En su estadía en este puerto, Elías nos comenta que la ciudad era la más próspera del norte gracias a las ganancias que dejaba la industria salitrera. Esta coyuntura provocó que comenzarán a llegar numerosas figuras culturales y compañías teatrales y musicales que no dejaban de causar impacto en la audiencia local. “Oí cantar a María Barrientos y a Sofía del Campo. Allí conocí a Armando Mook, autor teatral que iba al frente de una compañía cuyas figuras principales eran Arturo Bhürle y Elena Puelma. Pusieron en escena varias obras de Mook, como «Isabel Sandoval, modas» y «Los perros», esta última una comedia con atisbos de inquietud social” (Ibíd., pp. 83-84).

Al tanto que administraba el Diario El Despertar, ubicado en la calle Bolívar 1020; de manera paralela, aprovechaba su escaso tiempo para subir a escena, interpretando obras y personajes que discutían sobre la realidad de los trabajadores, sin descuidar su papel como dirigente político. De esa forma, se encargó de movilizar y organizar a la clase obrera, creando cooperativas y gremios.

Su cometido en Arte y Revolución la extendió hasta la segunda década del siglo pasado, después centró su desempeño en la acción política. Bravo-Elizondo, “El Iquique salitrero” (2005), sostiene que esta agrupación comenzó a decaer en su actividad entre 1923 y 1933, como resultado de los gobiernos dictatoriales, las persecuciones políticas, y, de forma coincidente, con la crisis salitrera que como sabemos provocó consecuencias nefastas entre los asalariados.

No podemos soslayar que Lafertte también fue víctima del acecho político que en ese período afectaba a todos los dirigentes obreros. Fue así que durante el primer gobierno de Carlos Ibáñez del Campo, en 1927, lo relegaron a la Isla Más Afuera en el Archipiélago Juan Fernández. A su regreso en 1928 y ante el descontento popular continuó participando en las movilizaciones sociales. Una vez más fue desterrado a la Isla de Pascua, desde mayo de 1929 hasta inicios de 1930. Luego de lo cual, fue enviado a Calbuco permaneciendo allí hasta junio de 1931, fecha en que terminó el gobierno de Ibáñez.

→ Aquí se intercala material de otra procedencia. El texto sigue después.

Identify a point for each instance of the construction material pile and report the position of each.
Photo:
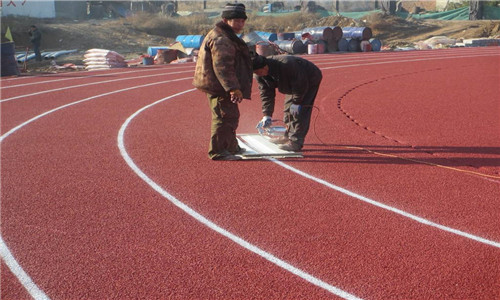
(315, 40)
(102, 59)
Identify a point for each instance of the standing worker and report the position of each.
(36, 40)
(299, 80)
(224, 72)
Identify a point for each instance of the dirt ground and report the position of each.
(123, 37)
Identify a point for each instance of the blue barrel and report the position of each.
(190, 41)
(292, 46)
(268, 35)
(286, 36)
(153, 50)
(376, 44)
(9, 62)
(337, 32)
(353, 45)
(360, 33)
(324, 33)
(342, 44)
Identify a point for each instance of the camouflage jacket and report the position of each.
(224, 63)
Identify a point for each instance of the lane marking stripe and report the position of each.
(18, 271)
(90, 83)
(269, 257)
(387, 207)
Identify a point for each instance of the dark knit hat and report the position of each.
(258, 62)
(234, 11)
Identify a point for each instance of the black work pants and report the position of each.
(297, 127)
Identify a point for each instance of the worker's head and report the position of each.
(259, 65)
(234, 15)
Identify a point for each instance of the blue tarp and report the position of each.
(489, 13)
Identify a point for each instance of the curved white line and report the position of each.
(88, 84)
(16, 269)
(387, 207)
(97, 75)
(200, 218)
(80, 101)
(5, 253)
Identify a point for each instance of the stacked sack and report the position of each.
(102, 59)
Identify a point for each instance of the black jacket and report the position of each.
(291, 75)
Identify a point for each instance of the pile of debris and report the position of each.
(103, 59)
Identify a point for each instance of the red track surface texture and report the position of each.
(107, 190)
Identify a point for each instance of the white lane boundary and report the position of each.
(18, 271)
(387, 207)
(94, 74)
(5, 253)
(90, 83)
(200, 218)
(83, 100)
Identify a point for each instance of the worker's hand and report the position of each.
(265, 122)
(236, 96)
(295, 109)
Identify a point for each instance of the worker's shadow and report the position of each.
(475, 157)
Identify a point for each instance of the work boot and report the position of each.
(290, 146)
(227, 157)
(279, 140)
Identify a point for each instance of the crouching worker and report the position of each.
(299, 80)
(224, 72)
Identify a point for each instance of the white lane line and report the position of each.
(5, 253)
(91, 83)
(16, 269)
(403, 61)
(387, 207)
(98, 75)
(200, 218)
(83, 100)
(395, 58)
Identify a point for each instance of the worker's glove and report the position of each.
(265, 122)
(236, 96)
(295, 109)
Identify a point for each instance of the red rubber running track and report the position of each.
(107, 191)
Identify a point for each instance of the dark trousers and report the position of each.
(297, 127)
(225, 118)
(36, 49)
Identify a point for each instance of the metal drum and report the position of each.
(252, 38)
(360, 33)
(268, 35)
(286, 36)
(291, 46)
(312, 48)
(319, 33)
(376, 44)
(264, 48)
(342, 44)
(190, 41)
(353, 45)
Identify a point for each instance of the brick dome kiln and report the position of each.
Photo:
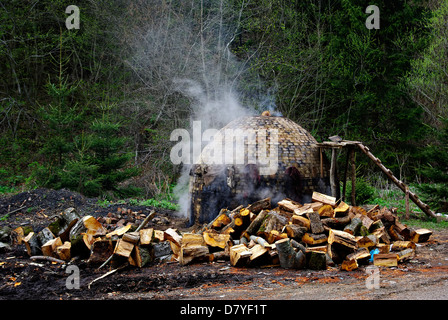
(297, 171)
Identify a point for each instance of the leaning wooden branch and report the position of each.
(47, 258)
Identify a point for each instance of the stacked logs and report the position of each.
(313, 236)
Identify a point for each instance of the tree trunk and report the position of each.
(289, 258)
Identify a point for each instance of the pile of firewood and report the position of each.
(314, 235)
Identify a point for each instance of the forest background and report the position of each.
(92, 109)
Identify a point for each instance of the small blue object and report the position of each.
(372, 253)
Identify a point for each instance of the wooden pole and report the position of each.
(407, 202)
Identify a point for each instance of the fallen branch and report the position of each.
(141, 226)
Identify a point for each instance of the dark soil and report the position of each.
(423, 277)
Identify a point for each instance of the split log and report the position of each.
(86, 225)
(18, 234)
(140, 257)
(192, 239)
(220, 255)
(216, 240)
(316, 260)
(326, 211)
(221, 220)
(161, 250)
(376, 225)
(341, 210)
(383, 247)
(349, 264)
(394, 234)
(63, 251)
(239, 255)
(299, 246)
(289, 258)
(336, 223)
(305, 209)
(301, 221)
(256, 223)
(362, 256)
(32, 244)
(45, 235)
(49, 248)
(385, 259)
(325, 199)
(315, 223)
(159, 235)
(382, 235)
(406, 254)
(402, 245)
(403, 230)
(193, 248)
(314, 239)
(368, 242)
(242, 219)
(274, 221)
(372, 213)
(260, 241)
(259, 255)
(119, 231)
(353, 227)
(366, 221)
(173, 236)
(259, 205)
(421, 235)
(132, 237)
(62, 225)
(343, 238)
(146, 236)
(275, 235)
(295, 232)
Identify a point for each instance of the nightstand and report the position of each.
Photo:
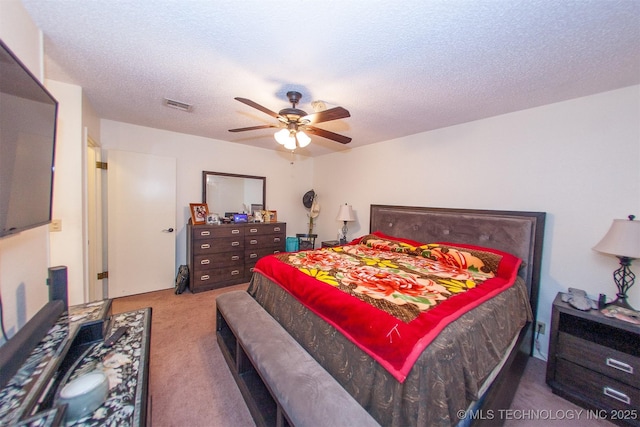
(330, 243)
(594, 361)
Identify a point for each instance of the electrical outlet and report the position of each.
(55, 225)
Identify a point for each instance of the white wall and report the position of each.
(68, 245)
(578, 160)
(286, 181)
(24, 258)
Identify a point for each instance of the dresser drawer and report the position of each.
(263, 240)
(253, 255)
(217, 231)
(222, 275)
(225, 244)
(265, 228)
(597, 388)
(608, 361)
(215, 260)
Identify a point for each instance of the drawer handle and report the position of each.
(621, 366)
(608, 391)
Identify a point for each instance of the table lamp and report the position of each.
(623, 241)
(345, 214)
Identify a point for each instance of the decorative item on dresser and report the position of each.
(623, 241)
(345, 214)
(330, 243)
(594, 361)
(224, 255)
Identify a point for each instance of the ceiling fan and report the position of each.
(295, 122)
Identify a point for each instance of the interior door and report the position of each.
(94, 256)
(141, 222)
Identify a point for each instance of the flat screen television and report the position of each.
(28, 116)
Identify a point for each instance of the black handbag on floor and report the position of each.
(182, 279)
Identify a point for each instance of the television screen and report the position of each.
(28, 115)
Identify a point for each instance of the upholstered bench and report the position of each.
(265, 359)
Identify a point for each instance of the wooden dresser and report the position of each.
(594, 361)
(224, 255)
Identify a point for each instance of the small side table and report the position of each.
(594, 361)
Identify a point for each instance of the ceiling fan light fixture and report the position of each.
(290, 144)
(282, 136)
(303, 139)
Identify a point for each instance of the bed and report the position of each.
(476, 355)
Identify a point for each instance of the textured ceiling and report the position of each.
(399, 67)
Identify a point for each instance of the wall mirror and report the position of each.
(226, 193)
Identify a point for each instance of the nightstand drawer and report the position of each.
(613, 363)
(597, 388)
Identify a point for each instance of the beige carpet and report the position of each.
(190, 384)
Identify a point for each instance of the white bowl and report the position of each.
(84, 394)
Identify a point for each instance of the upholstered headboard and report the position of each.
(519, 233)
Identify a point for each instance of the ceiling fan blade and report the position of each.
(327, 115)
(250, 103)
(327, 134)
(253, 128)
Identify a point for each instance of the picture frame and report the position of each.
(213, 219)
(199, 213)
(256, 208)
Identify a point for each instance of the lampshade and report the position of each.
(346, 213)
(292, 138)
(290, 144)
(303, 139)
(622, 239)
(282, 136)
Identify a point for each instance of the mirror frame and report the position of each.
(205, 174)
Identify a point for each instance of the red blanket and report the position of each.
(392, 296)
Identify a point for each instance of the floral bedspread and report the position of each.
(392, 296)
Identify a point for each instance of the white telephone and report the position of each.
(577, 298)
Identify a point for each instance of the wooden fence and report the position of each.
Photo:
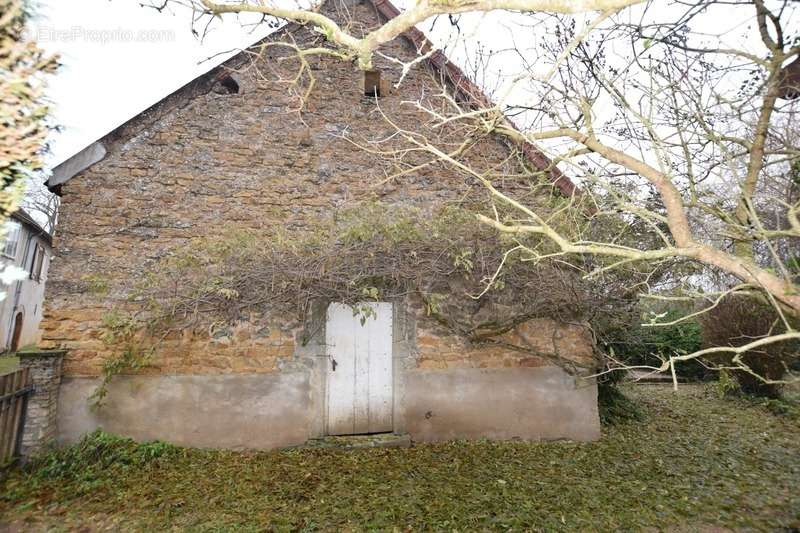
(14, 391)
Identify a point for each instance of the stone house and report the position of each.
(28, 246)
(233, 148)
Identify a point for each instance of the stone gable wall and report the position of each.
(248, 161)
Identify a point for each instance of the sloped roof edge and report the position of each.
(23, 217)
(461, 84)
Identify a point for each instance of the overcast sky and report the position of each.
(119, 58)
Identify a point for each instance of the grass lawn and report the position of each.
(695, 463)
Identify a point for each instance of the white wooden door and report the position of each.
(359, 372)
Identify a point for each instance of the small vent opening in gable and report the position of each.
(227, 85)
(372, 83)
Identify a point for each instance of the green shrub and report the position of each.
(94, 458)
(650, 345)
(613, 405)
(739, 320)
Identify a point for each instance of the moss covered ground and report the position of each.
(695, 462)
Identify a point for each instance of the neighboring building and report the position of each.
(28, 246)
(223, 151)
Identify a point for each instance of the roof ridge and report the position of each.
(460, 82)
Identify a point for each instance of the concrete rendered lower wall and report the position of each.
(543, 403)
(259, 411)
(276, 410)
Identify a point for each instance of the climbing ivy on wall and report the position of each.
(365, 253)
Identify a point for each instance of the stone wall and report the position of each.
(204, 161)
(42, 407)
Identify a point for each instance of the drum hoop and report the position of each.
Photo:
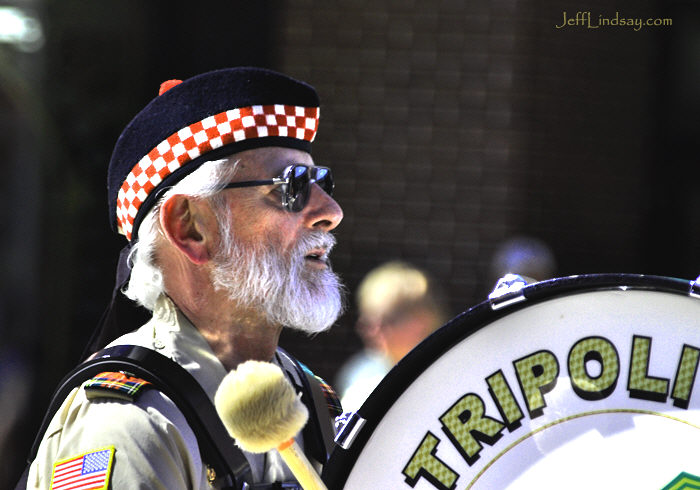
(401, 376)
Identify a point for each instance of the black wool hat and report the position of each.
(204, 118)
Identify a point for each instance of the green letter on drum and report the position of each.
(425, 464)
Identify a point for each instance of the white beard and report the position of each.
(287, 290)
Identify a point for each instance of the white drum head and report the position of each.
(590, 382)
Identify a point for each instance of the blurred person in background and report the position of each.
(398, 306)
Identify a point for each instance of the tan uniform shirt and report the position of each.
(154, 447)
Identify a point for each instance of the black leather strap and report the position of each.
(216, 447)
(319, 430)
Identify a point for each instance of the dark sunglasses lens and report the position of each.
(324, 178)
(298, 188)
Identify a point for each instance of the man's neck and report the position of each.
(236, 337)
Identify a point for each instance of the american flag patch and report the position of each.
(89, 471)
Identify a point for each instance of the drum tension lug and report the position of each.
(348, 425)
(508, 290)
(694, 290)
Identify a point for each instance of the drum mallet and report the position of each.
(261, 411)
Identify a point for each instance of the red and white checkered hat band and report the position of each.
(203, 136)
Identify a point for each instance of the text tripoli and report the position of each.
(467, 426)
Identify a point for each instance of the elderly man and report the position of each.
(229, 226)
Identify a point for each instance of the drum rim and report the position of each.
(401, 376)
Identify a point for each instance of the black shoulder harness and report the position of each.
(231, 467)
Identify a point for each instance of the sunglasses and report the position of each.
(296, 181)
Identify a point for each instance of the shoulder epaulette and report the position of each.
(117, 385)
(329, 394)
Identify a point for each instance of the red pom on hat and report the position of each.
(167, 85)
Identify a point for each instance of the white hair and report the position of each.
(146, 280)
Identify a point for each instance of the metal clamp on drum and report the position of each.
(508, 290)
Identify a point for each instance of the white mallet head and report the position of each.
(259, 406)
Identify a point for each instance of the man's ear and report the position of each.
(186, 222)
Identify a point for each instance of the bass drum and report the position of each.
(578, 382)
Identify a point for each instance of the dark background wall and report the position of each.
(451, 126)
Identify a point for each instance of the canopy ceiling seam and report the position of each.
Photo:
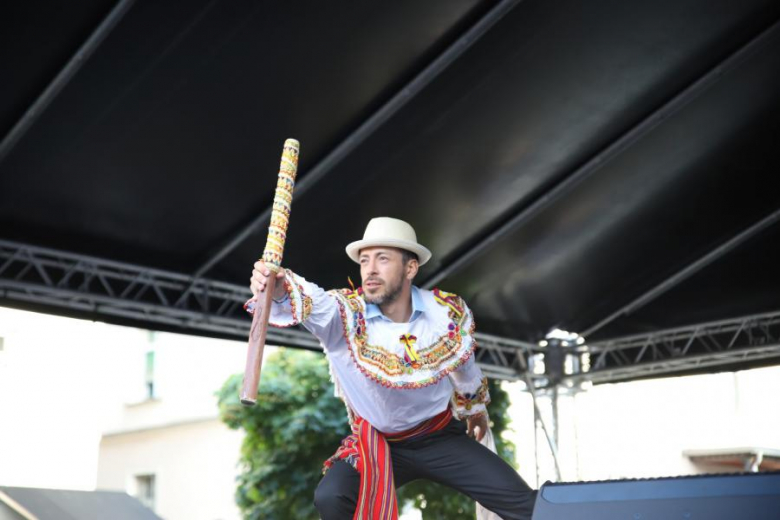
(687, 271)
(618, 146)
(63, 77)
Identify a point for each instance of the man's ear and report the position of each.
(412, 266)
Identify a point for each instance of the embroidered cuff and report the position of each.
(293, 309)
(471, 403)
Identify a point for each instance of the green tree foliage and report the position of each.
(296, 424)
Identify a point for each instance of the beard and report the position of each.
(390, 293)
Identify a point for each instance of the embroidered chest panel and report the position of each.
(409, 362)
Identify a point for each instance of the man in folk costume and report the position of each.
(402, 360)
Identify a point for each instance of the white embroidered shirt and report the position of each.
(394, 375)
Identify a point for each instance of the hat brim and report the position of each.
(423, 254)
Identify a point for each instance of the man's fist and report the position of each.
(259, 280)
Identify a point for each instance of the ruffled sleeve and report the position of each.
(470, 395)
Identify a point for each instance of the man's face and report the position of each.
(383, 272)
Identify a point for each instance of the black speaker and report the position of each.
(751, 496)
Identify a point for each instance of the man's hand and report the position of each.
(477, 426)
(259, 280)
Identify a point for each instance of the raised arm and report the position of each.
(297, 301)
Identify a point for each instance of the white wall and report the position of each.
(64, 382)
(194, 467)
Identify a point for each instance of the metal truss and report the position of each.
(732, 342)
(96, 287)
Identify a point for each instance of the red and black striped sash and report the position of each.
(368, 451)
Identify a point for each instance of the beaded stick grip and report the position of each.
(272, 258)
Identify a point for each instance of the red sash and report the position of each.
(368, 451)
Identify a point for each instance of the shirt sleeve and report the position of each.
(306, 304)
(470, 391)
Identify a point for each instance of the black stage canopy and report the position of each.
(604, 167)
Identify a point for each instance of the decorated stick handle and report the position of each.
(272, 258)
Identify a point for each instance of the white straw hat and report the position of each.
(391, 232)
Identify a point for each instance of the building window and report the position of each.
(149, 375)
(145, 490)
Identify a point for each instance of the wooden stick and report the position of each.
(272, 257)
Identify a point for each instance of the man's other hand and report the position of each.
(259, 280)
(477, 426)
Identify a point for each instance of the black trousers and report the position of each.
(447, 457)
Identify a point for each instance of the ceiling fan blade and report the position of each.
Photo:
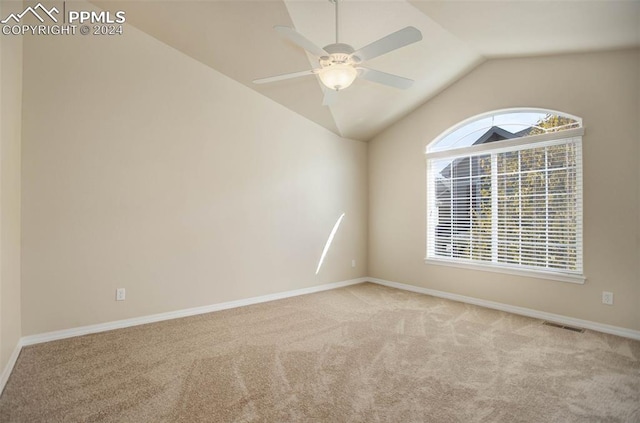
(330, 97)
(285, 76)
(385, 78)
(300, 40)
(398, 39)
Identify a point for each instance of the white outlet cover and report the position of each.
(120, 294)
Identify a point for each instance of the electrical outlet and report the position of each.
(120, 294)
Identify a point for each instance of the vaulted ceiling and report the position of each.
(237, 39)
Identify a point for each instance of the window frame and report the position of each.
(495, 148)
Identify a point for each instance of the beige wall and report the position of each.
(147, 170)
(601, 88)
(10, 126)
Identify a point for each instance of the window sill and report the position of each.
(579, 279)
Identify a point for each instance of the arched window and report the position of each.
(504, 193)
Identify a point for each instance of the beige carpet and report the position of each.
(365, 353)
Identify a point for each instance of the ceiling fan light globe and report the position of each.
(338, 76)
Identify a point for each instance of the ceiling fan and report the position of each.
(340, 64)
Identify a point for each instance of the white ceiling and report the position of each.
(236, 38)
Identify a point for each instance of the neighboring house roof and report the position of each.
(495, 133)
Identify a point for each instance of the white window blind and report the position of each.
(514, 204)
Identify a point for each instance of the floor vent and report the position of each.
(557, 325)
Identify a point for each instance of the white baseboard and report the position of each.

A esa altura, retomó su cargo de secretario general de la Federación Obrera de Chile (FOCH).

Por otra parte, una anécdota que refleja su vínculo estrecho que tenía el teatro con su vida privada fue la que ocurrió con su novia y actriz Ilya Gaete. “Estábamos poniendo en escena una obra de Recabarren llamada «Redimida» que contaba la historia de una pobre mujer sola y abandonada, a la cual la revolución ganaba para una vida digna y de lucha. Ilya representaba el papel de Libertad, que en la última escena termina uniéndose al protagonista masculino que estaba a mi cargo. Esa noche, un sábado, yo le había dicho a Recabarren que la escena final de su obra no iba a ser sólo teatral, sino real, pues esa era la forma que Ilya y yo habíamos elegido para unirnos” (Ibíd., pp.109-110).

Hay que destacar que, pese a todos los escollos políticos y sociales que tuvo que bregar el teatro proletario, con Recabarren y Lafertte a la cabeza, mantuvo temporadas regulares que contaron con un permanente apoyo del público, el cual se sentía simbolizado en ese tinglado popular. De la misma manera, se organizaron los “Sábados Rojos” en la Plaza Condell. Hay más todavía. Para cada 21 de diciembre fue toda una tradición que Arte y Revolución y otros conjuntos teatrales, después de la concentración que se hacía a las once de la mañana en el frontis de la Escuela Santa María, hicieran representaciones breves en tributo a los obreros inmolados en 1907.

Desde la experiencia de Recabarren y Lafertte, émbolos de las génesis e historia del Teatro Social obrero, podemos colegir – a modo de enseñanza –  que por sobre las dificultades, vanidades, frustraciones, subjetividades, censuras, desdichas y arrogancias que a veces el panorama social nos precipita, debemos ser capaces de asumir en consciencia una utopía, un sueño, hasta el final de nuestros días; pues, hoy más que nunca, necesitamos de sujetos que asuman un compromiso con su colectividad, y, además, tengan la convicción que su trabajo podría contribuir a los cambios que las mayorías demandan de este aciago sistema imperante.